I do not know the surface area of the heating element which is why i am asking

the manufacturers do not publish data:
 
Understood. This may be difficult without further information because the design is an important factor. The two designs I am thinking about are a one pass type and slip stream or mixing type. The one pass has a thermostat for set point and simply the water enters, passes over the heating element and exits, with a thermostat switches the element on and off depending on the thermostatic set point. Downside is when flow rate and incoming water temp changes, you may not have a consistent water outlet temp. Then there is the slip stream type, where water is heated much higher than usage temp and a thermostatically controlled mixing valve mixes the incoming cold water with the very hot water, so the outlet water is at the desired temperature. This allows for a buffering effect, so the unit can adjust to changes in incoming flow rate and outlet temperature requirements better than the one pass. Overall KW of both systems may be the same but one heating element may have a higher heat flux than the other depending on the requirements of the system.
 
these heating elements are sold by the millions for these types of instant electric showers.

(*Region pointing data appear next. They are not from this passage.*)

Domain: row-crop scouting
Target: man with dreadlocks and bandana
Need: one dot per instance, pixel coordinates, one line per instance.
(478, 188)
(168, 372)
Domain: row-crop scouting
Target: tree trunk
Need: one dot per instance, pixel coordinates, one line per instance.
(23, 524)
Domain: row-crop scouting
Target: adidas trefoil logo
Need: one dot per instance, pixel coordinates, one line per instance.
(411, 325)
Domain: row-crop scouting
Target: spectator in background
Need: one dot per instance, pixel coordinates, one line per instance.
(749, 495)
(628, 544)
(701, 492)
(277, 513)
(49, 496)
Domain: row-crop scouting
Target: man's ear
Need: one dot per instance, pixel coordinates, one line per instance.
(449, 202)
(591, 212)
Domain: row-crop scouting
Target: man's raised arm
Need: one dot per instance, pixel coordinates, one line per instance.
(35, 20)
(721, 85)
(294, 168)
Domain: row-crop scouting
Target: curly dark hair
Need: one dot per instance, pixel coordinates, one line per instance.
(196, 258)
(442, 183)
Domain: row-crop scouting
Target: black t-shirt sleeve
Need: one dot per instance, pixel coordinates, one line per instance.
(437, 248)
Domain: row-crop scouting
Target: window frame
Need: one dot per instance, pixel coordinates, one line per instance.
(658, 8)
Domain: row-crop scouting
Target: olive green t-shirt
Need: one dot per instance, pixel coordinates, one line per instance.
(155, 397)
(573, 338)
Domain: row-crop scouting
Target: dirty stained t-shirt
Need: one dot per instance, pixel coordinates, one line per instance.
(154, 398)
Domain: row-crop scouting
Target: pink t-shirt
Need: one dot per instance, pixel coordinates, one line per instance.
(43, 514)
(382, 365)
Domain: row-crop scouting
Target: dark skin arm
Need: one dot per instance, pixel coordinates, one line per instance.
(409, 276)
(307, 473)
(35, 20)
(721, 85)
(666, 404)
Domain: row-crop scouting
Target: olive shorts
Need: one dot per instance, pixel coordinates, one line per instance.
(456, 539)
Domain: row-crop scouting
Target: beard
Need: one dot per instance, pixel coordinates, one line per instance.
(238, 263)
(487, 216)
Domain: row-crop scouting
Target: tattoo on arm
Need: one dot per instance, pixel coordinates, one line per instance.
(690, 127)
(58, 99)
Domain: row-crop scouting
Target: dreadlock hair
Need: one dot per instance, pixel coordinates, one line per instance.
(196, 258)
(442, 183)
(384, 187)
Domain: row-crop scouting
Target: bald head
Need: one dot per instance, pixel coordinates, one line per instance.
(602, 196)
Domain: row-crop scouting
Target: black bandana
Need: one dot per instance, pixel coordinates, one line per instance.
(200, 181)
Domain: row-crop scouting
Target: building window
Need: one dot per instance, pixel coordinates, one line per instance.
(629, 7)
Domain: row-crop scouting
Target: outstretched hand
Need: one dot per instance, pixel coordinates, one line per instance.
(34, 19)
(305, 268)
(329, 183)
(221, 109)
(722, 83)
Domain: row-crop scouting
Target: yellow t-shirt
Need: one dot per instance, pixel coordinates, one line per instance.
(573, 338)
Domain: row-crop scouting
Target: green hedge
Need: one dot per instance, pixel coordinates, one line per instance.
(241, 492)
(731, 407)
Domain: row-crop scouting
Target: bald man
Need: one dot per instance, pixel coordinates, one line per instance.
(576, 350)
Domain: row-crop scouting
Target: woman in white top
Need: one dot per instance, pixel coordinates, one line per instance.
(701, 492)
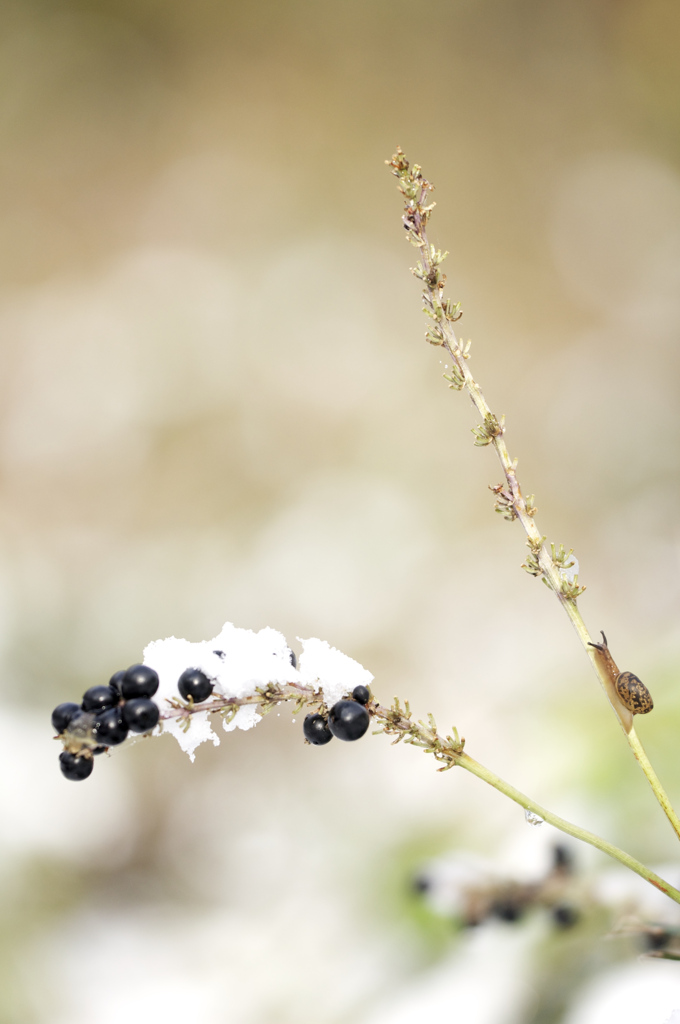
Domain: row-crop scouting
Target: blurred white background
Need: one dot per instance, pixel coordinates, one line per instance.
(217, 406)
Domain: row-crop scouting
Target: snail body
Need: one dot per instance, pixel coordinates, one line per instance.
(634, 693)
(630, 689)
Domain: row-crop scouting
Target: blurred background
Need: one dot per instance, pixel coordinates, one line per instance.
(217, 406)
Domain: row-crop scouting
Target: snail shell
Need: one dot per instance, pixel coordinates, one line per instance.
(634, 693)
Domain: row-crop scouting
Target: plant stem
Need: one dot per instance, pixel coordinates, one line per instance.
(397, 722)
(511, 502)
(582, 834)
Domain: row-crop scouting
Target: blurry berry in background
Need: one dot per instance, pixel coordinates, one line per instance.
(75, 766)
(116, 681)
(565, 915)
(110, 728)
(140, 715)
(562, 858)
(99, 698)
(315, 730)
(62, 715)
(139, 681)
(194, 683)
(507, 909)
(348, 720)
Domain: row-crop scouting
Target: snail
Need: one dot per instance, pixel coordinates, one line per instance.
(631, 691)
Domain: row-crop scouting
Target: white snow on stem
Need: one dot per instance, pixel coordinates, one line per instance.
(327, 669)
(238, 663)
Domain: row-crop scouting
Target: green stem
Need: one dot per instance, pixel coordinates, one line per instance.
(581, 834)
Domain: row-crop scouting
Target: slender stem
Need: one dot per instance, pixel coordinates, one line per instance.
(659, 790)
(397, 722)
(582, 834)
(511, 502)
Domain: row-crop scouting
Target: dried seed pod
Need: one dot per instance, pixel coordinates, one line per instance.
(634, 693)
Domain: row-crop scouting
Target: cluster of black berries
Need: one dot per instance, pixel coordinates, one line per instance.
(346, 720)
(104, 718)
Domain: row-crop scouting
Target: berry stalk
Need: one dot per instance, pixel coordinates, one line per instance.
(449, 751)
(551, 565)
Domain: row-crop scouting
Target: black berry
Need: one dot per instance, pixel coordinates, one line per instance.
(62, 715)
(138, 681)
(99, 698)
(348, 720)
(75, 766)
(315, 730)
(194, 683)
(110, 728)
(140, 715)
(116, 681)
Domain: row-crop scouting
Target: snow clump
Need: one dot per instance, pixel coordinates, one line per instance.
(239, 662)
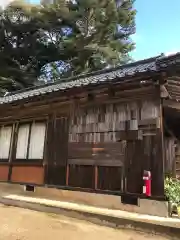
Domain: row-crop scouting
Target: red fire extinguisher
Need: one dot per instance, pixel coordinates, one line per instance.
(147, 183)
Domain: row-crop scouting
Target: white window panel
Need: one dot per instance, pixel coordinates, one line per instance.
(22, 143)
(5, 141)
(37, 139)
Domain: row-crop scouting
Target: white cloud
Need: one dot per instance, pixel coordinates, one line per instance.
(170, 53)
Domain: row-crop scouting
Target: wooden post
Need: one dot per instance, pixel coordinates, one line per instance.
(67, 175)
(96, 177)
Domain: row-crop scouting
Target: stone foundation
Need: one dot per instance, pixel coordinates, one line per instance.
(145, 206)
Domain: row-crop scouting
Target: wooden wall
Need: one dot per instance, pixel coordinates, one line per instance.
(103, 146)
(110, 145)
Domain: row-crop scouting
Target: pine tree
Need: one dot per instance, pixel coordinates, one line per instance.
(62, 39)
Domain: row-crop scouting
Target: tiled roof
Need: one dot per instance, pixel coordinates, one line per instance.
(147, 65)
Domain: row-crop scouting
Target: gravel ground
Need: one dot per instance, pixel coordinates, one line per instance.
(24, 224)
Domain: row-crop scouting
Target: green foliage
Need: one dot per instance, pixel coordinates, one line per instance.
(63, 39)
(172, 190)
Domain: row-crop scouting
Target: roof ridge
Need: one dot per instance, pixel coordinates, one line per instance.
(69, 79)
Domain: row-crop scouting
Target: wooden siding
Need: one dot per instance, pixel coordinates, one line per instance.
(4, 172)
(116, 142)
(27, 174)
(57, 150)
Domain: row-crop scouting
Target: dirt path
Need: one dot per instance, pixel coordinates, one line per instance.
(23, 224)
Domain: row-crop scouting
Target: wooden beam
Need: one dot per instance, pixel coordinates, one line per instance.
(171, 104)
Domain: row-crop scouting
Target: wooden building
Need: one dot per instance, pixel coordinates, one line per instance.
(95, 132)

i have ordered an electric shower to disassemble so i can work out the surface area of the heating element

someone must know what is the acceptable range of energy densities for these widely available products
 
A quick google found a 220V 9kW shower heating element, 8.5mm diam, 29cm long.

Actually on further review I think that's the length of the elements and there are 6 of them.

So in W/cm2 that's 116 w/cm2 or maybe (probably) 20W/cm2. that seems to equate better with a max for water of 140W/in^2 listed in a few online guides. 20 W/cm2 is 130W/in^2

Why do you want to know?



Remember - More details = better answers
Also: If you get a response it's polite to respond to it.
 
Chomalox and Watlow are two major manufacturers of sheath heating elements. Look in their catalogs. They make several different standard Watt densities and sheath materials. The highest density is for water. lower densities are for oil or air.
 
they are spiral inside

at that density they will be destroyed with limestone very quickly

this is our current heating element which is 27W/cm2 (3600W/135cm2=27W/cm2) - this is after 6 weeks in a hard water area!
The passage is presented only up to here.